INTRODUCTION: Groove pancreatitis is a rare form of chronic segmental pancreatitis that affects the anatomical area between the pancreatic head, duodenum, and common bile duct. Definitive etiology is unknown, however, it predominantly affects males 40 to 50 years of age with a significant alcohol use history. Groove pancreatitis is an important diagnosis to consider in the evaluation of pancreatic head lesions. CASE DESCRIPTION/METHODS: A 35-year-old male with past medical history significant for chronic pancreatitis and alcohol use disorder presented with complaint of acute-onset epigastric abdominal pain with associated nausea and vomiting. He reported that his last use of alcohol was three weeks prior to presentation. Laboratory studies were significant for elevated lipase at 1,591 IU/L and normal liver enzymes.
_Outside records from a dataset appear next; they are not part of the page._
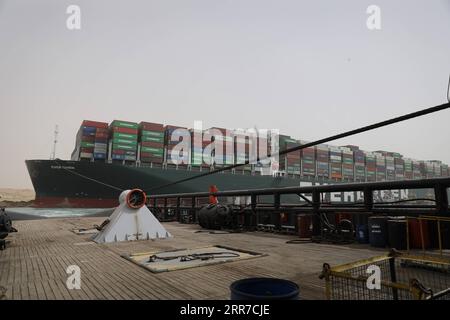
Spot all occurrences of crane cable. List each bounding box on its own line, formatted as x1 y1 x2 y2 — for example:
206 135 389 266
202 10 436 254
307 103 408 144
145 102 450 192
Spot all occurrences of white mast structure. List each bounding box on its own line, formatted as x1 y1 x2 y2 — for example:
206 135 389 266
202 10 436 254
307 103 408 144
50 125 59 160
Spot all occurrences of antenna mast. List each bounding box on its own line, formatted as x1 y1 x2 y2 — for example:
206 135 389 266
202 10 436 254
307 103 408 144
50 125 59 160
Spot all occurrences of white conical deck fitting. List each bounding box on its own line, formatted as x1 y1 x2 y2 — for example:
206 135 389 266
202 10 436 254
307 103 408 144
93 189 172 243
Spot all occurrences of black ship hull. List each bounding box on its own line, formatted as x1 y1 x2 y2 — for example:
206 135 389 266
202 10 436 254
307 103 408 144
25 160 329 208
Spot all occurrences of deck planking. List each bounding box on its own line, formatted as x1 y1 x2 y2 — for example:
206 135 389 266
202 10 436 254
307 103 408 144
0 218 384 300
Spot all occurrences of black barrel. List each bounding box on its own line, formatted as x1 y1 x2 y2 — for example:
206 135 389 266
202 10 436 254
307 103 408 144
230 278 299 300
369 216 388 248
387 220 406 250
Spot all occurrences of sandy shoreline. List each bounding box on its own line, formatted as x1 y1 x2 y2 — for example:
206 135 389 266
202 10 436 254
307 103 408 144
0 188 35 207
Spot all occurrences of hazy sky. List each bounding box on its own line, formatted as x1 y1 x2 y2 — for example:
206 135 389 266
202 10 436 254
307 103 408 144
0 0 450 187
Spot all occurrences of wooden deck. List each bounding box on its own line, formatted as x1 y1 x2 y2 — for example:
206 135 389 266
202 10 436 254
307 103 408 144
0 218 381 299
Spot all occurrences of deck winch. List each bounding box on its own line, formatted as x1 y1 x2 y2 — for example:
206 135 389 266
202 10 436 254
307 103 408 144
93 189 172 243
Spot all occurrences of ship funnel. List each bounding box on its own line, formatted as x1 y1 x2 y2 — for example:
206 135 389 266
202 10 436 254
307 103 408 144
93 189 172 243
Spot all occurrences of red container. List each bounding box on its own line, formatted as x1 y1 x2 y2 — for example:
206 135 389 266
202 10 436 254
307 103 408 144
80 147 94 153
408 219 431 249
141 141 164 148
111 127 138 134
336 213 352 224
141 152 163 159
82 120 108 129
81 136 95 142
94 137 108 143
141 155 163 163
95 130 109 139
139 121 164 132
95 128 109 134
297 214 312 238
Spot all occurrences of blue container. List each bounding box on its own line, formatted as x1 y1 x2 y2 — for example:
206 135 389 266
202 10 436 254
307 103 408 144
230 278 300 300
111 154 125 160
356 224 369 243
94 152 106 159
83 127 97 136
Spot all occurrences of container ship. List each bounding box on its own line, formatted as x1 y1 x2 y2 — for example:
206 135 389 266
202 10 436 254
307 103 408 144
25 120 449 208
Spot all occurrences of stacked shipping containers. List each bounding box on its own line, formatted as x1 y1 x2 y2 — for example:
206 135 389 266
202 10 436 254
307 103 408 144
234 133 254 171
403 158 414 179
374 152 386 181
340 147 355 181
139 122 165 163
364 151 377 182
329 146 342 180
315 144 330 178
420 161 434 178
189 129 208 167
393 152 405 180
376 151 395 181
72 120 450 181
280 136 301 175
300 141 316 177
72 120 108 160
109 120 138 161
412 160 423 179
441 163 449 177
164 125 192 165
385 152 395 181
346 146 366 181
431 160 442 177
207 127 234 167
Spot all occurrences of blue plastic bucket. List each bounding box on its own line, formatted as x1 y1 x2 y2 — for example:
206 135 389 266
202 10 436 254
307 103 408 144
230 278 300 300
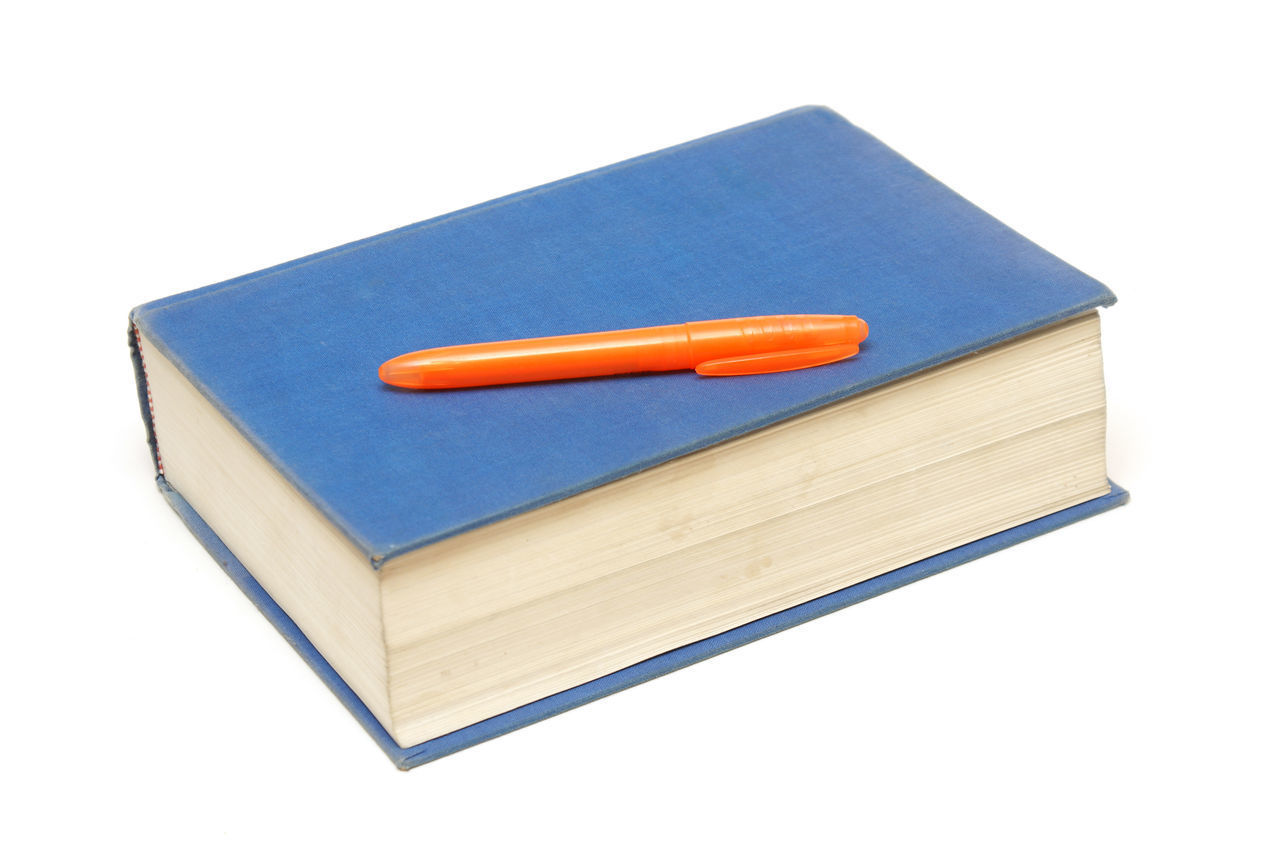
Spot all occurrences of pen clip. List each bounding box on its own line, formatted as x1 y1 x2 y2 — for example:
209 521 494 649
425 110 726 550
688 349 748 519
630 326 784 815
694 343 858 375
CT abdomen and pelvis demonstrated an enlarged peripancreatic fluid collection between the uncinate process and horizontal portion of the duodenum. The horizontal portion of the duodenum was narrowed secondary to mass effect from the peripancreatic fluid collection. MRI with MRCP revealed fluid collections interposed between the pancreatic head and third portion of the duodenum. EGD with endoscopic ultrasound was performed and showed induration and edema of the second portion of the duodenum and anechoic cysts present in the duodenal wall. Biopsies were obtained during EUS via FNA and were negative for pancreatic adenocarcinoma. Together, these findings were consistent with a diagnosis of groove pancreatitis. The patient clinically improved with conservative medical management: fluid resuscitation, analgesia, antiemetics, and pancreatic enzyme supplementation. DISCUSSION: Groove pancreatitis is characterized by fibrosis in the “groove” area between the pancreatic head, duodenum, and common bile duct. Characteristic findings include cystic lesions in the duodenal wall and duodenal stenosis. It poses a challenge to clinicians, as its presentation may be similar to that of pancreatic adenocarcinoma. It is important for clinicians to be aware of this disease entity and consider it in evaluation of pancreatic head lesions.